# Kingdom Trails  - 7/17



## BackLoafRiver (Jul 17, 2010)

I'll cut right to the chase...KT is every bit as good as people have said, and more.

Ended up riding solo.  Parked behind the welcome center and went to get my day pass.  ($10 is a freaking steal.  I should have bought the seasons pass just to support the cause)  I asked the guy working the desk to recommend a 3 hour loop. 

Geared up and hit the road by 9.  He warned me the first climb was going to suck. Period.  My route was SUPPOSED to be = East Darling Hill Road -> Darling Hill -> Harp -> Coronary Bypass -> Pastore Point Loop -> Bog Meadow -> Coronary -> Bemis -> Tap and Die -> River Walk -> Webs -> West Branch -> Hogback -> Sidewinder -> Old Webs -> Vast -> Culvert Cut -> Vast -> Bill Magill -> Pines -> Vast - Beat Bog -> Kitchell -> Done.  

Made it to Hogback before things started going south.  I was riding much slower than the 3 hour pace.  I bypassed Sidewinder (a huge mistake) to hit Old Webs. At the crest of the Old Webs climb there is a little tent where a local sells drinks and food. I had to stop as I was dying.  You can also refill your camelback here.  Super necessary.  I was out of water.  Old Webs coming down was easily one of the most enjoyable things I have done on a bike.  Nothing tech...just FAST, flowy, and you can hit some jumps dirt bike style.  Sweeping switchbacks, nice bermed up corners....so much fun.

Unfortunately, my legs were fading fast.  As I did the Border trail and then Vast, my stomach started to churn and things went south.  Mother nature was making a call and I had no idea what to do.  There was a ton of walking. I couldnt sit for fear of bad things happening.  By the time I hit Bill Magill, I had to get out...fast.  I couldn't pedal any more and could barely move.  No good.  Has this ever happened to any of you?

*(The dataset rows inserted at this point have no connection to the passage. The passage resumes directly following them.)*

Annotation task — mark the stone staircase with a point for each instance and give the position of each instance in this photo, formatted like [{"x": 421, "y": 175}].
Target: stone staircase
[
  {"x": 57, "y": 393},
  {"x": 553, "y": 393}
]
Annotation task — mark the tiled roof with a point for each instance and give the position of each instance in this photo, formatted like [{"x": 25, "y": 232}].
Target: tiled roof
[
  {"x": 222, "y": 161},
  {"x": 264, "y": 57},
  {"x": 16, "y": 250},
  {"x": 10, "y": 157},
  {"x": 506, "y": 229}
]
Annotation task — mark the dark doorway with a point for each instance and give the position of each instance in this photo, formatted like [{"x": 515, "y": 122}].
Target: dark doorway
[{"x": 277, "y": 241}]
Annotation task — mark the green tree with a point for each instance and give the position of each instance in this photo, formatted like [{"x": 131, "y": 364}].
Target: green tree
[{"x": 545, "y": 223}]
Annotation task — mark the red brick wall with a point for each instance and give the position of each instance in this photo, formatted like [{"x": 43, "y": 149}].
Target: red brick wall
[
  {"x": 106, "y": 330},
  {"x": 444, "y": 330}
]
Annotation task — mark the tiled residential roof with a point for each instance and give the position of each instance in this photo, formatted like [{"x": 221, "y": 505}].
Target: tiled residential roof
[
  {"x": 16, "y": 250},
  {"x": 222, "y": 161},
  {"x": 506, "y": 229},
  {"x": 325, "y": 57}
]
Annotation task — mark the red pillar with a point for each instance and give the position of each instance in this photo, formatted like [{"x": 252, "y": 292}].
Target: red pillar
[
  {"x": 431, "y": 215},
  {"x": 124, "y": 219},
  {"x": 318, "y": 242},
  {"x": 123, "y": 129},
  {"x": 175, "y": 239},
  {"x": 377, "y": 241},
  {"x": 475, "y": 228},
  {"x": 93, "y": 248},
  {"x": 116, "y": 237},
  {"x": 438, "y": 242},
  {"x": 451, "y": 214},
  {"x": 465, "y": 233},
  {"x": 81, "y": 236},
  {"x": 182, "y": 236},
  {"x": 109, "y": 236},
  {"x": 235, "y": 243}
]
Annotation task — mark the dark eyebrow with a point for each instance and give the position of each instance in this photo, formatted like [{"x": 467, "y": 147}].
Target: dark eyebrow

By the time I made it back to the lot, I had done just over 15 miles and 2060' climbed in 3 hours.  Slow pace but I think if I hadn't had "issues", I would have been fine.  A couple of quick notes:

1) Tap and Die is amazing.  
2) I couldn't hit Ketchel whhich is supposed to be their "marquee" trail.  This made me super sad.
3) Webs and Old Webs are fantastic!!!!  
4) Coronary is serious buisiness.  I bypassed the first section but there are some tough climbs I hit.  Awfully hard.

It was a great ride, aside from the obvious.  I will post the few pics I have when I get home.  I didn't stop too much for photos because the riding was so good.  I am psyched to get back there in 2 weeks!!!!


----------



## WoodCore (Jul 18, 2010)

Sorry about your issues on the trail. Nothing like that has happened to me on the trails however I did "bonk" one time riding with bvibert and literally collapsed in the middle of the trail. Nothing a little rest and hydration couldn't fix but scary! Anyway take my word for it, missing both SIdewinder and Kitchel is more than enough motivation to go back for another rip. Did you take any pics?


----------



## RootDKJ (Jul 18, 2010)

Looking forward to seeing your pics!


----------



## BackLoafRiver (Jul 18, 2010)

Not too many pics as I was having way too much fun riding.  Stopped only a few times for water and to look at the map so I figured it was as good a time as any to snap some.


----------



## BackLoafRiver (Jul 20, 2010)

*Forgot to mention*

I can't believe I forgot to mention this...

When riding tap and die, I popped out at the other end, took a water break, and right behind me was a couple riding a Ventana El Conquistador S & S!!! (full sus tandem bike)  I had never seen one and apparently there are a few couples who ride them in MTB races in VT.  Anyone else ever see this?!  I still can't believe they negotiated what they did on it.


----------